DEFINITION of Forex Futures
A forex future is an exchange-traded contract to buy or sell a specified amount of a given currency at a predetermined price on a set date in the future. All forex futures are written with a specific termination date, at which point delivery of the currency must occur unless an offsetting trade is made on the initial position.
The price of the futures contract is based off the underlying asset: the forex rate.
BREAKING DOWN Forex Futures
Forex futures serve two primary purposes as financial instruments. First, they can be used by companies or sole proprietors to remove the exchange-rate risk inherent in cross-border transactions. Second, they can be used by investors to speculate and profit from currency exchange-rate fluctuations.
The different between forex and forex futures is that with forex trading the two parties exchange the different agreed currencies, whereas forex futures are a derivative contract that expires on a set date (March, June, Sept, Dec), and are cash settled on expiry.
Forex futures are traded for a number of reasons.
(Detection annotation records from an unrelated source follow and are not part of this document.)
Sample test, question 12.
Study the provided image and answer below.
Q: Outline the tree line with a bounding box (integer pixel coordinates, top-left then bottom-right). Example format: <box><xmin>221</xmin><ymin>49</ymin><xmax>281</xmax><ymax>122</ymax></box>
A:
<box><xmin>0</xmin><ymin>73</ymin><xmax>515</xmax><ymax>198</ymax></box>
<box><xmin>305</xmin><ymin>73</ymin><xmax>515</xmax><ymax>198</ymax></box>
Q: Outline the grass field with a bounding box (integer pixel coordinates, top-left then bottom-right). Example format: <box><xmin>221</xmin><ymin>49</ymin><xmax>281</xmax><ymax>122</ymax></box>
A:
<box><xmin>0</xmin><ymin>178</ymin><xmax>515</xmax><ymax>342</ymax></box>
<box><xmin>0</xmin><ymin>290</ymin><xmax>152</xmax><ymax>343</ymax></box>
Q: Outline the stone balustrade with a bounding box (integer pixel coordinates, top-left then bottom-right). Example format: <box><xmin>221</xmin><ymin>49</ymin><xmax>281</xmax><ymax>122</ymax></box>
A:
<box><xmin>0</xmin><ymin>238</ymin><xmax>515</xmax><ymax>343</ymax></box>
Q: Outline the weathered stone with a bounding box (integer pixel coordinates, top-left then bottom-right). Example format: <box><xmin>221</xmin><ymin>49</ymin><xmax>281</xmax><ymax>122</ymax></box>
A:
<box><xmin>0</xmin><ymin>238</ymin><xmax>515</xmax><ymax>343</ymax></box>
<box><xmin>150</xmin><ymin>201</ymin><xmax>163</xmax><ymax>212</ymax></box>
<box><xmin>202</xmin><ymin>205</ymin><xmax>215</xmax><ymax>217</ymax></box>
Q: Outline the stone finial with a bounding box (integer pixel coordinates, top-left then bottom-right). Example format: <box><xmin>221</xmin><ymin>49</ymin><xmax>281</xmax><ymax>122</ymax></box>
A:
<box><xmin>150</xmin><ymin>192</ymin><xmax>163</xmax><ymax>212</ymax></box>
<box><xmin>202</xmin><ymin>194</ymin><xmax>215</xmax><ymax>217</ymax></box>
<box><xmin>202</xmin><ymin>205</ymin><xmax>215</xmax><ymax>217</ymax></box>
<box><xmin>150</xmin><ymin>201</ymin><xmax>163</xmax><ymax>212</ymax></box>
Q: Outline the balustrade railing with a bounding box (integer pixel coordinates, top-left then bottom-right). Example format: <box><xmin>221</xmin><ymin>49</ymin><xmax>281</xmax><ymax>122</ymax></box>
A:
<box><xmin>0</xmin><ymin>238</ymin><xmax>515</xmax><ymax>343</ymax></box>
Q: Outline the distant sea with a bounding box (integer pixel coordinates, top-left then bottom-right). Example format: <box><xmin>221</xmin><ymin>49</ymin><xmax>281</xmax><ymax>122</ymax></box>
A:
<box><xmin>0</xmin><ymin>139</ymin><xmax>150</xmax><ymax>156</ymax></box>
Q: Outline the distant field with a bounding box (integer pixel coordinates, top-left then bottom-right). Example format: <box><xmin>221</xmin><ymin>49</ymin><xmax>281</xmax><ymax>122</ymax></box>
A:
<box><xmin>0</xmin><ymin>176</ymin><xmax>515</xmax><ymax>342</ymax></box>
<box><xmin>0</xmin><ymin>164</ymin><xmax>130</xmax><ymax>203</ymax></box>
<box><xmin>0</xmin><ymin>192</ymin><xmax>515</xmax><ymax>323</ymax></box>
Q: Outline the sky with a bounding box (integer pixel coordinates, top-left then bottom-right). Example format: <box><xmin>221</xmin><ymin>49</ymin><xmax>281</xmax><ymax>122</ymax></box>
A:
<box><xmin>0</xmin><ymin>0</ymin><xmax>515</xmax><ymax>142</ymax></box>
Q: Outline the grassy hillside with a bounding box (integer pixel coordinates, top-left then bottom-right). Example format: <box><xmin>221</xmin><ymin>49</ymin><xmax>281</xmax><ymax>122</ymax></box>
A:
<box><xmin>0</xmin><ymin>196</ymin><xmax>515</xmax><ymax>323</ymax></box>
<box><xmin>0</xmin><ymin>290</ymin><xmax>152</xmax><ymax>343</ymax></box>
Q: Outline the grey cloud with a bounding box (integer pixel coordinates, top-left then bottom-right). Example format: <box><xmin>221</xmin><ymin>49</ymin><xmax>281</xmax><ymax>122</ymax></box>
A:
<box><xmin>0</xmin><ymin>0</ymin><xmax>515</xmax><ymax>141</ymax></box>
Firstly, because of the various size of the contracts they are a good tool for early investors who want to trade smaller positions, and conversely, because they are liquid, large scale investors will use them to take on significant positions.
Forex futures can also be hedging strategies for companies who have upcoming payments in foreign exchange. For example if a U.S. company has agreed to buy an asset from a European company with payment at a future date they may buy some euro forex futures to hedge themselves from an unwanted move in the underlying asset: the EUR/USD cross rate.